Crooked Heart by Lissa Evans — Ten-year-old Noel Bostock is an odd boy, smart, a reader, independent. He lives with his godmother until she goes senile and then dies. Left bereft, Noel is evacuated with other London children at the start of the Blitz, when Vee takes him in on impulse. Vee lives hand-to-mouth, always with some small scam going, always on the point of eviction; she has a shiftless son and a doddering mother. Together, Noel and Vee are an odd couple, but Noel begins to help Vee improve her scams and their relationship deepens as the bombing of London gets under way.

This is a sweet and charming book about how people need each other, quiet for the most part, and often humorous, which is a take on the Blitz I’ve not yet seen. (I particularly enjoyed Vee’s mother’s letters to the prime minister and the scenes in the crowded shelters during the air raids.) I’m not sure how well it will stick, but I found it a light-hearted and quick read, and an antidote for all the horrifying WWII books I’ve been getting burned out on.

Recommended Reading: Generation Loss


Generation Loss by Elizabeth Hand — Cass Neary was once a young photographer on the burgeoning punk scene who made a name for herself with a ground-breaking book, but a couple of decades later, she’s burnt out, damaged, and still working in the storeroom at the Strand bookstore. A friend gives her a once-in-a-lifetime opportunity to interview her idol, Aphrodite Kamestos, who lives like a hermit on a remote island in Maine, and Cass takes it. When she gets there, she finds several people as damaged as she is, and she stumbles onto a mystery.

This is a story with a strong, unusual voice and a memorable, compelling setting, which more than makes up for there not being a lot of actual story, at least not until last third or so. I liked Cass primarily because she is so hard to like, because she does seemingly odd things mainly just to screw with people, and because her narrative voice seems so genuine. She is a person I believe in, not quirky just to be quirky, but quirky because that’s what humans are. Pairing her with the island setting–remote, isolated, difficult both to get to and to get away from–works to take Cass out of her long-time comfort zone and yet situate herself in a place that might feel like home. Toward the end, the story is permeated by a wonderful neo-gothic atmosphere.
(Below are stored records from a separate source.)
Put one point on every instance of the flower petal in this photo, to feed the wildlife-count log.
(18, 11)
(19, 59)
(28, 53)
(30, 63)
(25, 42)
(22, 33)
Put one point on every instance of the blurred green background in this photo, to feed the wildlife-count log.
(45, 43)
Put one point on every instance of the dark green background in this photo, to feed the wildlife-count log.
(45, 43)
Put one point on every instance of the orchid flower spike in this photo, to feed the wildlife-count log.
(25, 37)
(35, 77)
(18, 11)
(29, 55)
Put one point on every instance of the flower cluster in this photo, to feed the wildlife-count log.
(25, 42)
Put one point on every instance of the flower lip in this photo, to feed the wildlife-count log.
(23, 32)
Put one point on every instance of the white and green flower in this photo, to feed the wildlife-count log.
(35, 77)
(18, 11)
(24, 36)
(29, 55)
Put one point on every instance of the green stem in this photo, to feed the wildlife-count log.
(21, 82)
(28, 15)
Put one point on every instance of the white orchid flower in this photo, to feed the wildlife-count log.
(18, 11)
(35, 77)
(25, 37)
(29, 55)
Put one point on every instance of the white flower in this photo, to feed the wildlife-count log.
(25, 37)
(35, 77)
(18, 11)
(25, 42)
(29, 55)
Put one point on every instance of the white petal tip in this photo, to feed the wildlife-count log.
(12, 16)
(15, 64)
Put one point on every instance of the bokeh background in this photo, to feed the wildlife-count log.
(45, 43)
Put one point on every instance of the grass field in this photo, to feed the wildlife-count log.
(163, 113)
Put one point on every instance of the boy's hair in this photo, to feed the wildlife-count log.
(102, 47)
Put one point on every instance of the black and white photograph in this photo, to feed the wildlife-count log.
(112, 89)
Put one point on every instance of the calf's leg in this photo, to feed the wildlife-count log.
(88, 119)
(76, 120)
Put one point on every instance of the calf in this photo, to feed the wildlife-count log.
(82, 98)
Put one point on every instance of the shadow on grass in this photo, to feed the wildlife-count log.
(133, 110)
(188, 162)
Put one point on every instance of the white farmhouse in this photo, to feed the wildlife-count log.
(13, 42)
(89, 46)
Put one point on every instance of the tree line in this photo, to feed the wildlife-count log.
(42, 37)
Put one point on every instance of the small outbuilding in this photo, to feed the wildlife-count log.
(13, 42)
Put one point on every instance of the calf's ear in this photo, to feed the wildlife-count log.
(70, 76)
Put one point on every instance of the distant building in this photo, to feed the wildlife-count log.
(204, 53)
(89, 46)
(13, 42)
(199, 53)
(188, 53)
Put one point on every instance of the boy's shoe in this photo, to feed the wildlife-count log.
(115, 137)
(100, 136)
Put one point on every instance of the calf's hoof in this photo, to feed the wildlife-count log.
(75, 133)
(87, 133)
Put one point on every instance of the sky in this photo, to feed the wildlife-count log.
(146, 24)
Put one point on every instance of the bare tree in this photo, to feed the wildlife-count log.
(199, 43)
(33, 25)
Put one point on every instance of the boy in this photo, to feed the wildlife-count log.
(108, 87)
All of this does make up for the rather breathless (and somewhat unbelievable) wrap-up to the plot, which almost felt beside the point anyway.

Very useful words: Cavil


I’m starting a new occasional feature where I highlight words I’ve recently spotted in the wild that are useful to know. Today’s word is cavil.

Cavil (caviling, caviler), a verb, means “to complain about things that are not important” or “to raise trivial and frivolous objections.”

Synonyms: carp, quibble, fuss, niggle, nitpick.

Cavil is a very useful word because it so precisely conveys a behavior that we see all the time, especially as a means to derail discussion or sidetrack an argument. Here’s a recent example: “While the president is spewing and caviling and spurting all over Twitter about unimportant things like the terrible, unfair Nordstrom, people like Jeff Sessions, Tom Price (2:11 am confirmation), and others are taking over the reins of government.”

In the reimagined Battlestar Galactica, Dean Stockwell played a character named John Cavil, who was the main antagonist of the series. Cavil’s quest for vengeance is motivated by his rage at being an android saddled with the weaknesses of humans: “I’m a machine, and I can know much more, I could experience so much more, but I’m trapped in this absurd body.”